Glycosidase enzymes that hydrolyze the biofilm exopolysaccharide poly-ß-(1→6)-N-acetylglucosamine (PNAG) are critical tools to study biofilm and potential therapeutic biofilm dispersal agents. Function-driven metagenomic screening is a powerful approach for the discovery of new glycosidase but requires sensitive assays capable of distinguishing between the desired enzyme and functionally related enzymes. Herein, we report the synthesis of a colorimetric PNAG disaccharide analogue whose hydrolysis by PNAG glycosidases results in production of para-nitroaniline that can be continuously monitored at 410 nm. The assay is specific for enzymes capable of hydrolyzing PNAG and not related ß-hexosaminidase enzymes with alternative glycosidic linkage specificities. This analogue enabled development of a continuous colorimetric assay for detection of PNAG hydrolyzing enzyme activity in crude E. coli cell lysates and suggests that this disaccharide probe will be critical for establishing the functional screening of metagenomic DNA libraries.

Differential Recognition of Deacetylated PNAG Oligosaccharides by a Biofilm Degrading Glycosidase.
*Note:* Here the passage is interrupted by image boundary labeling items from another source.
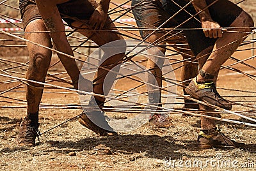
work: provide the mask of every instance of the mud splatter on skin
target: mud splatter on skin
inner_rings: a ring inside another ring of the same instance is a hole
[[[46,27],[47,27],[48,30],[49,31],[51,31],[51,32],[55,32],[56,31],[54,22],[53,19],[52,19],[52,17],[44,19],[44,22]]]

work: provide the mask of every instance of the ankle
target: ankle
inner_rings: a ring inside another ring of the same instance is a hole
[[[38,111],[35,113],[31,113],[28,112],[27,118],[31,121],[31,124],[33,126],[37,126],[38,124]]]
[[[200,131],[203,131],[203,133],[205,135],[211,135],[213,134],[214,133],[215,133],[217,131],[217,128],[216,127],[214,127],[210,129],[204,129],[204,128],[201,128]]]
[[[200,70],[199,73],[196,76],[196,82],[197,83],[205,83],[205,82],[213,82],[214,78],[214,75],[205,73],[203,70]]]

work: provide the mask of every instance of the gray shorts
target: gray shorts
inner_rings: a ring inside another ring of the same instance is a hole
[[[20,0],[19,6],[24,29],[29,22],[35,19],[42,19],[35,0]],[[62,19],[69,26],[76,20],[89,20],[97,6],[98,3],[95,0],[70,0],[57,4]],[[105,26],[109,26],[111,22],[110,18],[108,17]]]
[[[184,6],[189,0],[174,0],[181,6]],[[206,0],[207,4],[214,0]],[[195,19],[190,18],[186,11],[181,11],[173,15],[180,10],[172,0],[132,0],[133,15],[136,20],[138,27],[140,28],[159,27],[170,17],[172,19],[163,28],[174,27],[181,24],[179,29],[202,28],[201,24]],[[192,15],[196,14],[193,5],[189,5],[186,10]],[[209,10],[214,20],[219,23],[221,27],[228,27],[243,10],[227,0],[219,0],[209,7]],[[197,17],[197,19],[199,19]],[[187,21],[186,21],[187,20]],[[152,32],[152,30],[140,30],[142,38],[145,38]],[[206,38],[202,29],[190,29],[183,31],[186,40],[193,52],[196,56],[202,50],[212,46],[216,39]]]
Exopolysaccharides consisting of partially de-N-acetylated poly-ß-d-(1→6)-N-acetyl-glucosamine (dPNAG) are key structural components of the biofilm extracellular polymeric substance of both Gram-positive and Gram-negative human pathogens. De-N-acetylation is required for the proper assembly and function of dPNAG in biofilm development suggesting that different patterns of deacetylation may be preferentially recognized by proteins that interact with dPNAG, such as Dispersin B (DspB). The enzymatic degradation of dPNAG by the Aggregatibacter actinomycetemcomitans native ß-hexosaminidase enzyme DspB plays a role in biofilm dispersal. To test the role of substrate de-N-acetylation on substrate recognition by DspB, we applied an efficient preactivation-based one-pot glycosylation approach to prepare a panel of dPNAG trisaccharide analogs with defined acetylation patterns. These analogs served as effective DspB substrates, and the rate of hydrolysis was dependent on the specific substrate de-N-acetylation pattern, with glucosamine (GlcN) located +2 from the site of cleavage being preferentially hydrolyzed. The product distributions support a primarily exoglycosidic cleavage activity following a substrate assisted cleavage mechanism, with the exception of substrates containing a nonreducing GlcN that were cleaved endo leading to the exclusive formation of a nonreducing disaccharide product. These observations provide critical insight into the substrate specificity of dPNAG specific glycosidase that can help guide their design as biocatalysts.